Iqbal Shahbandri and his recruits were, in key senses, rebels against a traditional political order that appeared to have failed to defend Muslim rights and interests. Inside the Indian Mujahideen safehouses raided in October, 2008, police found no evidence that traditional theological literature or the writings of the Tablighi Jamaat had influenced the group. Instead, they found pro-Taliban videos and speeches by Zakir Naik — a popular but controversial Mumbai-based televangelist who has, among other things, defends Al-Qaeda chief Osama bin-Laden.
“If he is fighting the enemies of Islam”, Naik said in one speech, “I am for him. If he is terrorising America the terrorist—the biggest terrorist — I am with him.” “Every Muslim” Naik concluded, “should be a terrorist. The thing is, if he is terrorising a terrorist, he is following Islam”. Naik has never been found to be involved in violence, but his words have fired the imagination of a diverse jihadists — among them, Glasgow suicide-bomber Kafeel Ahmed, 2006 Mumbai train-bombing accused Feroze Deshmukh, and New York taxi driver Najibullah Zazi, who faces trial for planning to attack the city's Grand Central Railway Station.

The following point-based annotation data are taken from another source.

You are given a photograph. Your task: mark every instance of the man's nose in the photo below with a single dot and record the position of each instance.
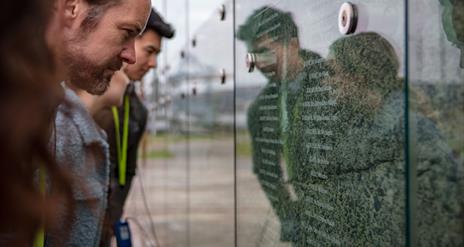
(128, 53)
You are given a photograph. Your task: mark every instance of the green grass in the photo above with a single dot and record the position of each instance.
(159, 154)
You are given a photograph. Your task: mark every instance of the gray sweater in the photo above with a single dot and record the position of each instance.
(82, 149)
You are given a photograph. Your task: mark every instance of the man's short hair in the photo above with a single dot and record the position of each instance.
(96, 10)
(157, 24)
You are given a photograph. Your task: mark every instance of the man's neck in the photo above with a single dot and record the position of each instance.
(91, 102)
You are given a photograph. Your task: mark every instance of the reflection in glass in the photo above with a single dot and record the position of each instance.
(328, 141)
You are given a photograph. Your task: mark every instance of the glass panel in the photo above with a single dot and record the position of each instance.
(176, 87)
(436, 113)
(320, 124)
(211, 119)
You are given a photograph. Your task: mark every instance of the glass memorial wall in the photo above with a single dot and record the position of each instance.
(315, 122)
(211, 125)
(436, 121)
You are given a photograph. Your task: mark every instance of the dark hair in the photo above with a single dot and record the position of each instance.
(158, 25)
(29, 92)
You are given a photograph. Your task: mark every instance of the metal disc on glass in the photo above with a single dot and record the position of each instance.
(251, 62)
(347, 18)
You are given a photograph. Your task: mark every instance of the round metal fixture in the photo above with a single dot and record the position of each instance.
(223, 76)
(194, 42)
(222, 12)
(251, 62)
(347, 18)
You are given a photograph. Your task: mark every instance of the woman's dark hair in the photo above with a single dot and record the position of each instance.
(29, 94)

Language like this spoke to concerns of the young people who were drawn to separate jihadist cells that began to spring up across India after the 2002 violence, mirroring the growth of the Indian Mujahideen. SIMI leader Safdar Nagori set up a group that included the Bangalore information-technology professionals Peedical Abdul Shibli and Yahya Kamakutty; in Kerala Tadiyantavide Nasir, Abdul Sattar, and Abdul Jabbar set up a separate organisation that is alleged to have bombed Bangalore in 2008
Storms of hate
Well-entrenched in the political system, Bhatkal's Muslim leadership has been hostile to radical Islamism. Efforts by Islamist political groups to establish a presence there have, for the most part, been unsuccessful. But authorities acknowledge Bhatkal, like much of the Dakshina Kannada region, remains communally fraught. Small-scale confrontations are routine. Earlier this month, the Karavalli Hindu Samiti even staged demonstrations in support of the Sanatana Sanstha, the Hindutva group police in Goa say was responsible for terrorist bombings carried out last year.
Pakistan's intelligence services and transnational jihadist groups like the Lashkar nurtured and fed India's jihadist movement — but its birth was the outcome of an ugly communal contestation that remains unresolved. Even as India's police and intelligence services work to dismantle the jihadist project, politicians need to find means to still the storms of hate which sustain it.